Trade-offs and When to Use Two-Tower
Two-Tower Wins When
Catalog exceeds 100K items: At this scale, scoring every item per request becomes impractical. Two-tower with ANN search is the only way to retrieve from millions of items in milliseconds. Matrix factorization cannot scale to this candidate pool size for real-time retrieval.
You need content features: Matrix factorization only learns from interactions, so new items with zero history get random embeddings. Two-tower item towers can use content features (title, category, images) to embed new items meaningfully from day one. Cold start is less severe.
Latency is critical: If you need results in under 50ms, the two-tower architecture shines. User embedding (5ms) plus ANN search (10ms) beats any architecture that must score user-item pairs jointly.
Two-Tower Loses When
Cross-features matter: The fundamental limitation: user and item towers never see each other. You cannot learn "this user prefers items priced 20% below their historical average" because that requires knowing both user history and item price simultaneously. If cross-features drive your business value, two-tower retrieval must feed into a ranking model that can capture these interactions.

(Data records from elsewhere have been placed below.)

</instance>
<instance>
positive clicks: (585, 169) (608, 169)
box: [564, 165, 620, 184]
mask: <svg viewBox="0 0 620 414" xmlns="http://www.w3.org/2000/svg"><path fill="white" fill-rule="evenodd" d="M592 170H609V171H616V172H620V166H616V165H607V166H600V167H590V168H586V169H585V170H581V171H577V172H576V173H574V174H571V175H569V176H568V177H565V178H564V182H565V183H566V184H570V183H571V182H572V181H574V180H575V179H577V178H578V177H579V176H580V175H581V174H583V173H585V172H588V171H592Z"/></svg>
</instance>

Catalog is small: With under 10K items, you can score all items per request using a neural collaborative filtering model. The added complexity of ANN indexes and separate towers provides no benefit. A simple dot-product model scores 10K items in 1ms.
Interactions are sparse: Two-tower models need substantial training data. With fewer than 100K interactions, simpler models like matrix factorization or nearest-neighbor baselines often outperform. The neural towers lack enough signal to learn meaningful embeddings.
The Hybrid Pattern
Most production systems use two-tower for retrieval (find 1000 candidates from 10M items) then a ranking model for final ordering. The ranking model sees both user features and item features together and can learn cross-features. It only scores 1000 items, so it can be slower and more complex.